EL SEGUNDO, Calif. –– The anger had dissipated, leaving behind only the hard, flat light of a Saturday gym and the grim work of repentance.

Two days after Los Angeles Lakers coach JJ Redick’s seismic public rebuke, after he declared his team’s effort a debacle, the promised “uncomfortable” practice commenced.

There were no bloody lips, swollen eyes, and profanity-laced tirades. 

Rob Pelinka paced in his office overlooking the practice court, talking on the speaker phone of his cell phone.

The championship banners hung in the rafters, the championship trophies perched in their place.

The session was a stark tonal shift from Thursday night’s volcanic postgame comments. Gone was the heat of immediate fury. In its place was the chilled, deliberate focus of a group performing an autopsy on its own season.

“Truth is uncomfortable,” Redick said. “So you have to put everything out there. That’s all it is.”

What was put out there on the practice floor were the raw, failing mechanics of a team in regression. 

The numbers are a cold testament: a defensive rating ranked 26th since LeBron James’ return from injury, a plummet from 14th before his comeback. 

The Lakers have lost six of their last ten games, each defeat by double digits, the latest a 23-point Christmas dismantling by Houston where they were outrebounded by 23 boards.

Saturday was about rebuilding from the studs; it’s about returning to the blueprint.

“It’s those three things,” Redick said. “Defensive clarity, role clarity and offensive organization.” 

Redick shouldered the blame for the offensive disarray that has followed James’ return 13 games ago. 

“Since we’ve gotten Bron back, we haven’t been as organized offensively. Too many random possessions. So that’s on me.”

The practice that embodied this recalibration was described as lengthy, physical and relentlessly fundamental. It was a practice devoid of the usual lively chatter, replaced instead by the stark sounds of instruction—shoes screeching on stops, hands clapping for close-outs, coaches’ voices cutting over the tunes of NBA Youngboy on the speakers.

For center Deandre Ayton, whose two-rebound performance against Houston’s 48-board barrage symbolized the lapse, the day was about vocal penance. 

“Holding my guys accountable, especially starting with me,” Ayton said. “No matter how the game is going, we stick to these principles no matter what… This is how we’re going to play on defense — hard and [with] second efforts.”

Ayton dissected the Christmas failure with tangible frustration. 

“That’s a simple error. It’s just really simple mistakes, as in boxing out, second effort. We just weren’t that focused on really trying to lock in and do the little details.”

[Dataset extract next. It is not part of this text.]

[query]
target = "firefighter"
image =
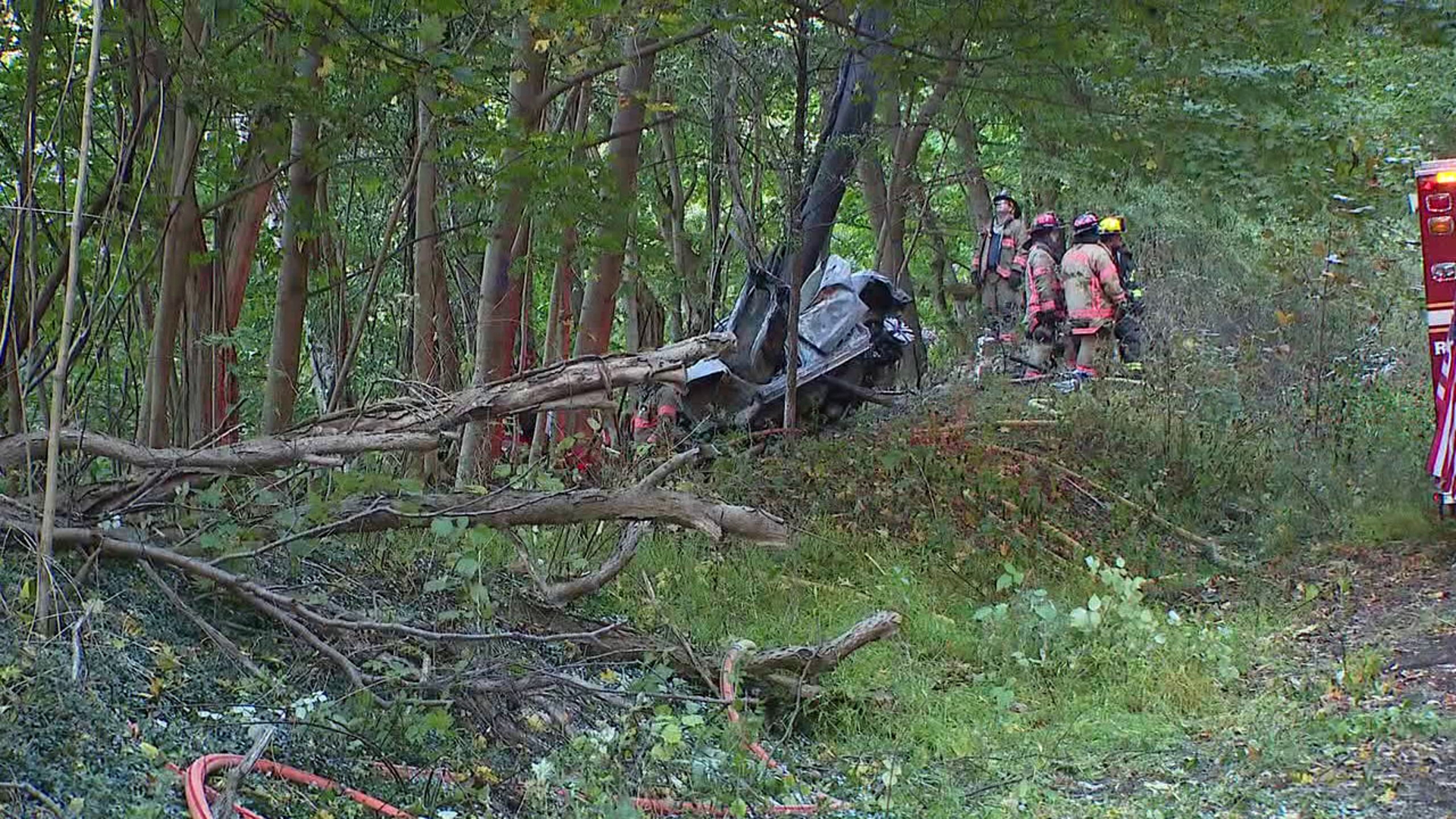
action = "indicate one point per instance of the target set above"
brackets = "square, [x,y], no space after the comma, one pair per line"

Forward Rui Hachimura, who had declined to speak after the Houston game, echoed the theme of a group that had lost its way. 

“We had a good stretch in the beginning, and now we kind of… we relaxed,” Hachimura said. “Or we kind of got tired of winning. But we just stopped doing what we’re supposed to do.” 

His personal mandate was simple: “I have to be more focused on bringing the energy, being physical.”

The shadow of absence loomed over the gym. The energy of starting guard Austin Reaves, who will miss the next four weeks with a strained calf, was missing. 

His 17.2 points and 5.1 assists per game leave a tangible void, but his connective spirit leaves an intangible one.

“Somebody has to step up,” Hachimura said. “We have to focus on us right now.”

Redick framed the entire day as “recalibration and reconnection.” He spoke of an early morning staff meeting in the dark, followed by a player meeting built not on lecture but on listening. 

“It was also for our staff, myself, to listen to the players and what they need,” Redick said.

What emerged was a focus on the fundamentals of basketball. Drills were stripped back. Shell defense was emphasized. Rotations were walked through, then run, then drilled again. It was less about installing new schemes and more about restoring eroded habits—the championship habits that propelled Los Angeles to an early 15-4 start.

The uncomfortable part, it seemed, was not confrontation but confrontation with reality. 

The reality that their early success may have been fragile. 

The reality that integrating a legend like James has disrupted both rhythm and resistance. 

The reality that talk of care is meaningless without the daily, grinding choice to execute.

“I challenge myself every day,” Redick said. “This is a position where you’re constantly absorbing information. You’re absorbing what is happening on the court.”

What happened on the practice court Saturday was an absorption of blame, a commitment to basics and a quiet, collective decision to stop the slide. The loud anger of Thursday was gone, metabolized into the silent, sweat-drenched work of repair.

“It’s adversity, it’s going to happen,” Ayton said. “And I just can’t wait to see how we bounce back from this.”

Whether that practice sticks and how the Lakers bounce back are questions entirely separate. 

The truth is uncomfortable. The truth is also undefeated.